Ich lebe schon seit Jahren in einem Haus mit mehreren Mietparteien. Trotzdem war das Leben hier noch nie wirklich anonym. Was aber auch daran liegen mag, dass ich fast alle Nachbarn schon vor meinem Einzug kannte und die Nachbarn die später dazu zogen teilweise schon seit Kindheitsbeinen her kenne. Genauso sind mir meine Vermieter und ein Großteil ihrer Familie seit Jahrzehnten bekannt.

Hier lebt allerdings fast jeder für sich. Man grüßt und hält auch mal ein Pläuschchen, aber mehr eben nicht. Trotzdem weiß immer jemand was der andere macht, was durchaus auch anstrengend sein kann. Meine Vermieter haben früher immer gewusst, wann ich zur Arbeit gegangen bin und wann ich wieder heim kam und zeitweise empfand ich das als anstrengend.

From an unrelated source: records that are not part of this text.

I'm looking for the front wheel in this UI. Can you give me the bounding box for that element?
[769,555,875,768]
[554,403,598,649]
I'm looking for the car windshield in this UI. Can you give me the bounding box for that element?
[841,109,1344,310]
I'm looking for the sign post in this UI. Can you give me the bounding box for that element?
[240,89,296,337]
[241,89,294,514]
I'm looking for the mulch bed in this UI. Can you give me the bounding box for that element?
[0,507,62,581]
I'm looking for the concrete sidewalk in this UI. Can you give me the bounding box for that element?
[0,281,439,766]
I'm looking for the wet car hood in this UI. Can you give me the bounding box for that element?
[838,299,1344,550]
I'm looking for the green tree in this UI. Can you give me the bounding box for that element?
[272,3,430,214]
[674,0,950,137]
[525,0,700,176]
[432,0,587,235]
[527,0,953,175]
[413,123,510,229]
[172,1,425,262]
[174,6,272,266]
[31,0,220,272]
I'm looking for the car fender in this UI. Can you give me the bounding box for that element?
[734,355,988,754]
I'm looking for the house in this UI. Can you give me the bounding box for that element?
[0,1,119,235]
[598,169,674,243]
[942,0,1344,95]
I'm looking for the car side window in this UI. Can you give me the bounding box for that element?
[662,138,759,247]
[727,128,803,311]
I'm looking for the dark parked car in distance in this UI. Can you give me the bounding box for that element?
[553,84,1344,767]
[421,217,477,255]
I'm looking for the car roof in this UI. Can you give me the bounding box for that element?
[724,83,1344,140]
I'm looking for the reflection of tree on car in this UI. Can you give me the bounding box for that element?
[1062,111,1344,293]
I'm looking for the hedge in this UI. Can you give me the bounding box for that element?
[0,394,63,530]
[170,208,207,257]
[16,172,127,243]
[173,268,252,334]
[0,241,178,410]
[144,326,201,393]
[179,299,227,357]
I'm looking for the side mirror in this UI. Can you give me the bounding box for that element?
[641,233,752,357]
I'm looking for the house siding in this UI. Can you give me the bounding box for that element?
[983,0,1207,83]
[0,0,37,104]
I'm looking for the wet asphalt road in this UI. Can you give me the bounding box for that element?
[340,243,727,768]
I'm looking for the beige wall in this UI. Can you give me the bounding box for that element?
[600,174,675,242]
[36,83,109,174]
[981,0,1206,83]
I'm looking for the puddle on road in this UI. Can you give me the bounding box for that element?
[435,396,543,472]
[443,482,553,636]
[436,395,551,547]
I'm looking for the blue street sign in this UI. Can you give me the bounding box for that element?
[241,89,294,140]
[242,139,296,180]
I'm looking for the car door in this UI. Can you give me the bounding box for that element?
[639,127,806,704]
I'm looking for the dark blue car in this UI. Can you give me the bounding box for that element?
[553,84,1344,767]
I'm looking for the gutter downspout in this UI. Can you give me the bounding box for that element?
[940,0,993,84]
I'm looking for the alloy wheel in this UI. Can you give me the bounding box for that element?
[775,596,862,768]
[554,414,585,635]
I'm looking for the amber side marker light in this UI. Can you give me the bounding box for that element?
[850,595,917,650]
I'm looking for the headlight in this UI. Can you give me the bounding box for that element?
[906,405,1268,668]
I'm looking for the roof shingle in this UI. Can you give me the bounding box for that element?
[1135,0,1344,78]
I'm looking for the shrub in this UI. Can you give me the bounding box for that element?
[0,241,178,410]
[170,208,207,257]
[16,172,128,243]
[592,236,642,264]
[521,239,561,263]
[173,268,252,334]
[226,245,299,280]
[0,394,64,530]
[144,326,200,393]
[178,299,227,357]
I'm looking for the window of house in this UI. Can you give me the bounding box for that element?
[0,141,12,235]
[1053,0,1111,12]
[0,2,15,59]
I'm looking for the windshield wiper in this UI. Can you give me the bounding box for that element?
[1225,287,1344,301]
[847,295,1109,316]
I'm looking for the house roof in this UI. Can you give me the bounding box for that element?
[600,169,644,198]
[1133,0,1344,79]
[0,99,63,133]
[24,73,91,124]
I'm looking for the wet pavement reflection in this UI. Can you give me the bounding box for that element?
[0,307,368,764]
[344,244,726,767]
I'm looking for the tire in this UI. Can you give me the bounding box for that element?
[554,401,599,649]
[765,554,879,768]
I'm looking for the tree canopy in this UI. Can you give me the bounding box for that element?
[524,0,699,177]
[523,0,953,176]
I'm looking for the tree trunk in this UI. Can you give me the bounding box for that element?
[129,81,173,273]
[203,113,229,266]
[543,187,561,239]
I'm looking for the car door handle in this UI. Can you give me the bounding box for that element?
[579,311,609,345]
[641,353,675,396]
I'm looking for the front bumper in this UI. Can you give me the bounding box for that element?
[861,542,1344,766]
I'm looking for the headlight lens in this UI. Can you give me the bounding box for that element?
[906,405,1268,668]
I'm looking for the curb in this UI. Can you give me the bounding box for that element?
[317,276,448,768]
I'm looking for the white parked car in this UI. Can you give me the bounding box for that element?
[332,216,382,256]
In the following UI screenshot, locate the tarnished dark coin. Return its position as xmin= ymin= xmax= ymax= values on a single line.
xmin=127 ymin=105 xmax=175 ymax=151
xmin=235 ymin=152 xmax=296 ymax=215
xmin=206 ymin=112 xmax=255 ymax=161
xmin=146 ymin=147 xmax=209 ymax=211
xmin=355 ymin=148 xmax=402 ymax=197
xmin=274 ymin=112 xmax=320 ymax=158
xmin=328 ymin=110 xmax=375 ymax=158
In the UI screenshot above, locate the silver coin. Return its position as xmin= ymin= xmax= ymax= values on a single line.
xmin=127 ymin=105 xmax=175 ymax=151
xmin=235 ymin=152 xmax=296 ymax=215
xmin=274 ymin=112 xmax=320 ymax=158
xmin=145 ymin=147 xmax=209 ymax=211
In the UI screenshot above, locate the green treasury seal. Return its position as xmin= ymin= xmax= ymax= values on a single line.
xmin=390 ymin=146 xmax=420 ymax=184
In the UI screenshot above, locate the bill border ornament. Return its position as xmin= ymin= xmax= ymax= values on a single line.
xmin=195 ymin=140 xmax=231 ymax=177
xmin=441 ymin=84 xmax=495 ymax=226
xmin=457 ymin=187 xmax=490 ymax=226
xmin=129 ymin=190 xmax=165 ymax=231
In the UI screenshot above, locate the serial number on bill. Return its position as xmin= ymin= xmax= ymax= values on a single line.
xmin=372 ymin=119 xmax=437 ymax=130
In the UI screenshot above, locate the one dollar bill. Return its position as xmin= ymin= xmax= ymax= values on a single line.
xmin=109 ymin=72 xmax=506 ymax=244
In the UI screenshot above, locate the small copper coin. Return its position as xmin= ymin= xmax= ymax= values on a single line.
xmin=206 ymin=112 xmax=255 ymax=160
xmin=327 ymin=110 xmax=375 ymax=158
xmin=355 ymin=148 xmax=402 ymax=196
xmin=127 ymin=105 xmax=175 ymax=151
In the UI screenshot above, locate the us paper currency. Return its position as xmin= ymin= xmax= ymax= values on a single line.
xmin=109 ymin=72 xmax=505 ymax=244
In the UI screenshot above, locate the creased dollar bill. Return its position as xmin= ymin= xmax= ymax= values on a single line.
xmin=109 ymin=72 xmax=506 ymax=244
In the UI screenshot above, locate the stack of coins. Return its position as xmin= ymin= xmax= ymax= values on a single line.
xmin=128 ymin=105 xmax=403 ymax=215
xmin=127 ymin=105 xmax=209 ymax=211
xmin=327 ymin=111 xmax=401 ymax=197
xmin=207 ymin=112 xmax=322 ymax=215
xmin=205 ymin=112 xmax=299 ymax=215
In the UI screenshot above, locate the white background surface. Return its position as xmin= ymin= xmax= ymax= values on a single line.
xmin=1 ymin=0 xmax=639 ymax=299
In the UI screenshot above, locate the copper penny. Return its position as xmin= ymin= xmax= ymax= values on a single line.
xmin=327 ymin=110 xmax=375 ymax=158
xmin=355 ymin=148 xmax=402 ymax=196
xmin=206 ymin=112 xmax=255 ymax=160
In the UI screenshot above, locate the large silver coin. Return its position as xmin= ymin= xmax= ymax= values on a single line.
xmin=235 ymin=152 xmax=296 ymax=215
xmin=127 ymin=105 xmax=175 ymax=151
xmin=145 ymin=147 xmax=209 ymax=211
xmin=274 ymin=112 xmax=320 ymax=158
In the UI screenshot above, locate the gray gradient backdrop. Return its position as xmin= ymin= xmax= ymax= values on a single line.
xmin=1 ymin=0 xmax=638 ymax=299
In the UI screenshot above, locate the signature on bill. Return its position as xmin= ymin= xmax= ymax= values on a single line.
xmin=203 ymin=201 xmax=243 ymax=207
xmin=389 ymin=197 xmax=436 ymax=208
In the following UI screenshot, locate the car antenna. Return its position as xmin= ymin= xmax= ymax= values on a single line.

Ich finde es allerdings generell nicht so schlecht, wenn man die Nachbarn näher kennt und nicht alles so anonym ist. Näher kennen heißt ja nicht zwingend, dass man ständig zusammen hockt. Aber zum Beispiel das man eben bei Problemen auch mal bei den Nachbarn um Hilfe bitten kann.

» XL » Beiträge: 680 » Talkpoints: -0,02 » Auszeichnung für 500 Beiträge



Mich hat es früher nie gestört, wenn ich die Leute aus anderen Wohnungen nur von zufälligen Begegnungen im Treppenhaus kannten und mit ihnen nie mehr als ein "guten Morgen" ausgetauscht habe. Ich hatte kein Bedürfnis nach mehr Kontakt, weil ich genug Freunde und Bekannte habe und direkt in der Innenstadt auch genug Möglichkeiten zu Eier kaufen hatte.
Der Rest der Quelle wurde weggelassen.